Кейт открыла глаза первой. Секунду она просто смотрела в потолок, вспоминая, как они с Лукасом рухнули сюда несколько часов назад, рвали друг на друге одежду, целовались так, будто боялись потерять дыхание. Внутри всё ещё горело — и одновременно кололо лёгким стыдом: слишком бурно, слишком открыто…
Она медленно повернула голову. Лукас лежал рядом, на животе, с одной рукой под щекой. Его светлые волосы растрепались, кожа плеч блестела в утреннем свете. Он спал тяжело, как будто всю ночь сражался с кем-то невидимым.
Кейт села на край кровати, подтянула простыню к груди. Тело ломило приятно, но мысль о вчерашней вспышке — о его ревности, ярости, жадности — возвращала тревогу.
Она тихо встала, прошла к окну. За стеклом уже шумели улицы, группа фанатов с плакатами стояла возле отеля. На тротуаре — репортёры с камерами. Волны вчерашнего концерта не остыли.
— Не убегай, — хриплый голос прозвучал позади.
Кейт вздрогнула и обернулась. Лукас приподнялся на локтях, его глаза ещё были сонными, но взгляд — внимательным, почти настороженным.

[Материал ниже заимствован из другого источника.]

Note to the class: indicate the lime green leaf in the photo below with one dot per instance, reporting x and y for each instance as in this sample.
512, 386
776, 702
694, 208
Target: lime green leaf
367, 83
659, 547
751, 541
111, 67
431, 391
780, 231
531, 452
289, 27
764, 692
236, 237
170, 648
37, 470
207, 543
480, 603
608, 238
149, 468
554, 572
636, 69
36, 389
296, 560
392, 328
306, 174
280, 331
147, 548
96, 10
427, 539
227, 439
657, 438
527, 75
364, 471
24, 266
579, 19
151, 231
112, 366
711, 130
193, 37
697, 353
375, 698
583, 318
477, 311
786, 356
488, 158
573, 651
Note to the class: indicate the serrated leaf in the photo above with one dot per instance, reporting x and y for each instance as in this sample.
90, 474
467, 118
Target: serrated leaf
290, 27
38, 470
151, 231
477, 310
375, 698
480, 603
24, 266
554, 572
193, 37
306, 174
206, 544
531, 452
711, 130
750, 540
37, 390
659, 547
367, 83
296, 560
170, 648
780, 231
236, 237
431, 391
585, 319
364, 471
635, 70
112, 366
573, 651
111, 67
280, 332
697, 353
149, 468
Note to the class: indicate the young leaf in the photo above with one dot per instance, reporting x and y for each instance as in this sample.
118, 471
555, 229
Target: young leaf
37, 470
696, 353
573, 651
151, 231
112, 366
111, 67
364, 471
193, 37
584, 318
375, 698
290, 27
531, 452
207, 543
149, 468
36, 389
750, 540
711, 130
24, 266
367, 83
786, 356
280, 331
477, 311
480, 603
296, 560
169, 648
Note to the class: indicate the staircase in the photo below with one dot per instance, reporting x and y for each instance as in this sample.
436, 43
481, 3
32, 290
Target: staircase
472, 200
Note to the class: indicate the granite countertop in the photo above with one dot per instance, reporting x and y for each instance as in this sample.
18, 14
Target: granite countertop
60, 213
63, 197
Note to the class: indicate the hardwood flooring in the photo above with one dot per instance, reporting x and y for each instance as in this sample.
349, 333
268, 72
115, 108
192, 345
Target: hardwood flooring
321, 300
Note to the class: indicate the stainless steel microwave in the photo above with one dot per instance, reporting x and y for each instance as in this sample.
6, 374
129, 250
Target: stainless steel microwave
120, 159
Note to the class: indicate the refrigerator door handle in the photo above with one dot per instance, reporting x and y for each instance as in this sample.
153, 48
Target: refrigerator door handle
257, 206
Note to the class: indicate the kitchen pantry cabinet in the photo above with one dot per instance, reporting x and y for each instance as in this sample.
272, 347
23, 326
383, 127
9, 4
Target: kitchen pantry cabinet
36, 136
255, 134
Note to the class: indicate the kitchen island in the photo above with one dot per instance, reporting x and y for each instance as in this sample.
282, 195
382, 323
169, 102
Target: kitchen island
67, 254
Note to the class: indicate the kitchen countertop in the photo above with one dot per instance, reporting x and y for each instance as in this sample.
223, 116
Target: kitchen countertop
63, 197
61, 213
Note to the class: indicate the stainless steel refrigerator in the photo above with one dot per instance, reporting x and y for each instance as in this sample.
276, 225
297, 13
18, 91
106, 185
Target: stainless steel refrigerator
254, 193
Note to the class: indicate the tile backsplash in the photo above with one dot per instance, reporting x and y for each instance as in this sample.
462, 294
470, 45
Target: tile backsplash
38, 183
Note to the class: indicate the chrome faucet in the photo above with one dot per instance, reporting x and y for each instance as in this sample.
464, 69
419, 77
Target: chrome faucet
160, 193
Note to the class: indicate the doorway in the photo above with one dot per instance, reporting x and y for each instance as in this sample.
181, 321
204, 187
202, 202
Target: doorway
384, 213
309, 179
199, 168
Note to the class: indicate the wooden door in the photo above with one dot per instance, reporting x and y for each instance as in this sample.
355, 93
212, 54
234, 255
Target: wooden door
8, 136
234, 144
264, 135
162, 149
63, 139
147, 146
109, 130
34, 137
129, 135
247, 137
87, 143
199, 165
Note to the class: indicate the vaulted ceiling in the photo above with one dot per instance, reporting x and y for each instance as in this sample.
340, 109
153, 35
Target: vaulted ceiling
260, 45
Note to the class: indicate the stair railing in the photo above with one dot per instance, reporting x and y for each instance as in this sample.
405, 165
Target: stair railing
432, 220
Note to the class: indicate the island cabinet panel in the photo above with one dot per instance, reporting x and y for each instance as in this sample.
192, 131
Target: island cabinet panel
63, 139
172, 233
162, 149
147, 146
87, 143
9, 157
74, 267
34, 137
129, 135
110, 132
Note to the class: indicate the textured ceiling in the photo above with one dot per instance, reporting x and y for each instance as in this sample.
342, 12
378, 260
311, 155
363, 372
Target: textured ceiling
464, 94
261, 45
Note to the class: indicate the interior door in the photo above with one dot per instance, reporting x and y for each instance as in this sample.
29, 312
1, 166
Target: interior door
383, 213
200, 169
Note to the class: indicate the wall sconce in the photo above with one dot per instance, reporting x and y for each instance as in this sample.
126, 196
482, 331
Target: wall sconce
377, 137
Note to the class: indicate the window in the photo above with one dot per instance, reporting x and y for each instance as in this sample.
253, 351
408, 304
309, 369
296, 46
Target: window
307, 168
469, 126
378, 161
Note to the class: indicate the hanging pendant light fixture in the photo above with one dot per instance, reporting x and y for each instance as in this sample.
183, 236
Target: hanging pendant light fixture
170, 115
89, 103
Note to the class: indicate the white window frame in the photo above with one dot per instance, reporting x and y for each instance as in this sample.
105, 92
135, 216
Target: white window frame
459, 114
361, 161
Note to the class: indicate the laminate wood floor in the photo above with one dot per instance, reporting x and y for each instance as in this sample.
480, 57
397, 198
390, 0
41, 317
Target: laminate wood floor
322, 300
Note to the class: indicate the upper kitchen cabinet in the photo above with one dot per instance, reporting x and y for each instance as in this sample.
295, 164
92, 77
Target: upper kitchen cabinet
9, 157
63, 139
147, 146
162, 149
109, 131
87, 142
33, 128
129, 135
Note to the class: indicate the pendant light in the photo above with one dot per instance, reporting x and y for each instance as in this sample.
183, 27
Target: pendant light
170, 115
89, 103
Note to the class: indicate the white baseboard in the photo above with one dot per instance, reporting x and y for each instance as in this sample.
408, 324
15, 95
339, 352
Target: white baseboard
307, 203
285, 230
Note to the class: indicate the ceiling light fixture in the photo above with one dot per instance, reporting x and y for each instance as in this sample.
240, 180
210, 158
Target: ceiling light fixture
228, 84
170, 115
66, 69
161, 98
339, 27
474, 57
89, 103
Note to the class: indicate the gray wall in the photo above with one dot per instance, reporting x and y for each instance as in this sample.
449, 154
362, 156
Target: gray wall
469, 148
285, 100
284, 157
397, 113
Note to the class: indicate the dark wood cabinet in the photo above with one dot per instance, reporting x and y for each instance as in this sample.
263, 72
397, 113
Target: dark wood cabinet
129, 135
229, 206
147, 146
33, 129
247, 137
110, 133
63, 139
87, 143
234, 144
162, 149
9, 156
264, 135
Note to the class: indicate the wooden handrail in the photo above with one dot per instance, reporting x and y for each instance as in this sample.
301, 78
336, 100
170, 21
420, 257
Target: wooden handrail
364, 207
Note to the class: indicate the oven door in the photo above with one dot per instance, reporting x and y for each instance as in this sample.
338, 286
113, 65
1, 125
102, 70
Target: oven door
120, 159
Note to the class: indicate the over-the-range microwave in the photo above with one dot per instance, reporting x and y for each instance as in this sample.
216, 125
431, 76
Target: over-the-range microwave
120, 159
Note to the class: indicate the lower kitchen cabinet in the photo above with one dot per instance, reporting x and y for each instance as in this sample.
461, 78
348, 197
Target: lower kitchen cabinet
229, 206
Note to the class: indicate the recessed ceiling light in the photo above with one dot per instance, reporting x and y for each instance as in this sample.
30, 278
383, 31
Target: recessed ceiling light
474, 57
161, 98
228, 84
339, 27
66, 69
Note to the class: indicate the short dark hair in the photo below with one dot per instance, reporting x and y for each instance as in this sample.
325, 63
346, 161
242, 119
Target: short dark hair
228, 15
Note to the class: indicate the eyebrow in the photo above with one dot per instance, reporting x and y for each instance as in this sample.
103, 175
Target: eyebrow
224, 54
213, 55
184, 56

— Я не убегаю, — мягко ответила она. — Просто… думаю.
Он сел, опустив ноги на пол, провёл рукой по лицу. Потом посмотрел на неё прямо:
— Думаешь о нём?
— Лукас… — она вздохнула. — Мы снова к этому?
— Я не хочу снова, — он встал, подошёл ближе. Его ладони легли ей на плечи. — Я хочу, чтобы ты сказала, что вчера — это не просто вспышка. Что ты… здесь. Со мной.

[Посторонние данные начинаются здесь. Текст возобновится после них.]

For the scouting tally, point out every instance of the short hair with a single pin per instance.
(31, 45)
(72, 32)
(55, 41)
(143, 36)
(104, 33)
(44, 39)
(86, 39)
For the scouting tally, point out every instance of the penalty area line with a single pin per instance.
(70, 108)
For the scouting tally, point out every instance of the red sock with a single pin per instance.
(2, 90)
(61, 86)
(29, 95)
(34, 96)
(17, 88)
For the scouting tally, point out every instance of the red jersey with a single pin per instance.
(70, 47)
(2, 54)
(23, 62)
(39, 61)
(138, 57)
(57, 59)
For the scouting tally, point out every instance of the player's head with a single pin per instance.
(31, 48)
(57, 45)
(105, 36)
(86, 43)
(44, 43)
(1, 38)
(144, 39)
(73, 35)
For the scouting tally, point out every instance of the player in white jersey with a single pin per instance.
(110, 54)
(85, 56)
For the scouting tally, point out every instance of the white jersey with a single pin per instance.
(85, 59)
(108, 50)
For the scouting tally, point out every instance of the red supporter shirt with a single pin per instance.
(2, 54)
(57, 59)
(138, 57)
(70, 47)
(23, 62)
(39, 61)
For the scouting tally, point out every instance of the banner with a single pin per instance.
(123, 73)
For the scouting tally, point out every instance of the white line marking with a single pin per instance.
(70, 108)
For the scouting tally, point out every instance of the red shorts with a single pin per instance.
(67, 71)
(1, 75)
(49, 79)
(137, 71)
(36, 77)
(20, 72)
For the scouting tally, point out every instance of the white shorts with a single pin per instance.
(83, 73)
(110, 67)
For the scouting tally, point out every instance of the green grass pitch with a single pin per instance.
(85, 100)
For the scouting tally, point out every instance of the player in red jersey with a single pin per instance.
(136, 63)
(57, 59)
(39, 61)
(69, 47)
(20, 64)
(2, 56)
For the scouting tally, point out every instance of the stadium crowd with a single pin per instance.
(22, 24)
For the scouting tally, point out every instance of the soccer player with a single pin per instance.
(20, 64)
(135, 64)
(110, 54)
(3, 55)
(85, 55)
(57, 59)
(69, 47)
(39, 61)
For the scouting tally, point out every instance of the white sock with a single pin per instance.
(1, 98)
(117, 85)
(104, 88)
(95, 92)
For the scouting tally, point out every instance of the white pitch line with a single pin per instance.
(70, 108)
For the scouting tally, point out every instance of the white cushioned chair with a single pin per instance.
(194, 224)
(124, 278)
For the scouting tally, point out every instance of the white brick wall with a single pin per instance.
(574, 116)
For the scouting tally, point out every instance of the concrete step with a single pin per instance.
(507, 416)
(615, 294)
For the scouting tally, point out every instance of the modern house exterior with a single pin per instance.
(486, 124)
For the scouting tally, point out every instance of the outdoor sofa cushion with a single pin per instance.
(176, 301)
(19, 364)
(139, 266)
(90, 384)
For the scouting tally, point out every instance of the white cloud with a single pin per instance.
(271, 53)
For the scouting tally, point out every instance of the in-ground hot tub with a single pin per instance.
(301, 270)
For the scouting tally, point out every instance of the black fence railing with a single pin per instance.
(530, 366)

Она прикусила губу. Страх смешивался с теплом.
— А если я не выдержу всего этого? Пресса, сцена, твоя жизнь… Аланас, фанаты…
— Тогда уйдёшь, — сказал он просто. — Но не оставляй меня без боя.

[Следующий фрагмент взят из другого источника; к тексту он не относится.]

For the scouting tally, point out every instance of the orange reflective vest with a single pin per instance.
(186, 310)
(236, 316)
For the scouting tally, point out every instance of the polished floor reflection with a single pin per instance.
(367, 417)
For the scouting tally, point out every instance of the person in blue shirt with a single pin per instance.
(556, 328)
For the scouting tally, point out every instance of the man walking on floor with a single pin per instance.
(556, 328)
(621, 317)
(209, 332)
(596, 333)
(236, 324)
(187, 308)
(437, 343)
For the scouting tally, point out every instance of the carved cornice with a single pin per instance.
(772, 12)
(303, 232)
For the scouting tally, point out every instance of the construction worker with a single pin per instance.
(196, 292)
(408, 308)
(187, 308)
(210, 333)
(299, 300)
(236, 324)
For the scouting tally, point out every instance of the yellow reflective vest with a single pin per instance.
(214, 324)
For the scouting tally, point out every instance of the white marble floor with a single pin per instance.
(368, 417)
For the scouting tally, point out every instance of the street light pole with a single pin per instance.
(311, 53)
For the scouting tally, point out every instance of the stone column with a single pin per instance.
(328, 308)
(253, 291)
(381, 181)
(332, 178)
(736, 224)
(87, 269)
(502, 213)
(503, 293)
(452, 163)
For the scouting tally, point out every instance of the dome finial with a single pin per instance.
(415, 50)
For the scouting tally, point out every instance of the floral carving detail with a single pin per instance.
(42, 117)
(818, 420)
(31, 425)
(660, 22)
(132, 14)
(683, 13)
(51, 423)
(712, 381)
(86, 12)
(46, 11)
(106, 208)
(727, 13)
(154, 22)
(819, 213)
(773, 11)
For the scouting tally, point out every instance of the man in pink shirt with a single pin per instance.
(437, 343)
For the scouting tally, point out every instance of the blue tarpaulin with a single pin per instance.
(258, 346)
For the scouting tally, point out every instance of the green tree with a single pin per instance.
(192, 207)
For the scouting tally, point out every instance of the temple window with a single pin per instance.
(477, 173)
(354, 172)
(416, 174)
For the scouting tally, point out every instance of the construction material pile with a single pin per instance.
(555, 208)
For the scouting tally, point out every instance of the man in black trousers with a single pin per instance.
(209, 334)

Его искренность ударила сильнее, чем ревность прошлой ночи. Он больше не требовал, не прижимал к стене — он открывался.
Кейт шагнула ближе, обняла его, уткнулась носом в его шею.
— Я здесь. Пока могу. Пока мы — можем.
Он крепко прижал её к себе, и это объятие было другим: не из ревности, не из страсти — из упрямой веры, что они способны выдержать.
— У нас автобус через два часа, — тихо сказал Лукас, не отпуская её. — Новый город. Новый концерт. И все они будут смотреть на тебя.
— Пусть смотрят, — прошептала она. — Мне всё равно. Я буду рядом.
Он улыбнулся — впервые за ночь и утро искренне.
И в этой улыбке она почувствовала: настоящая битва только начинается.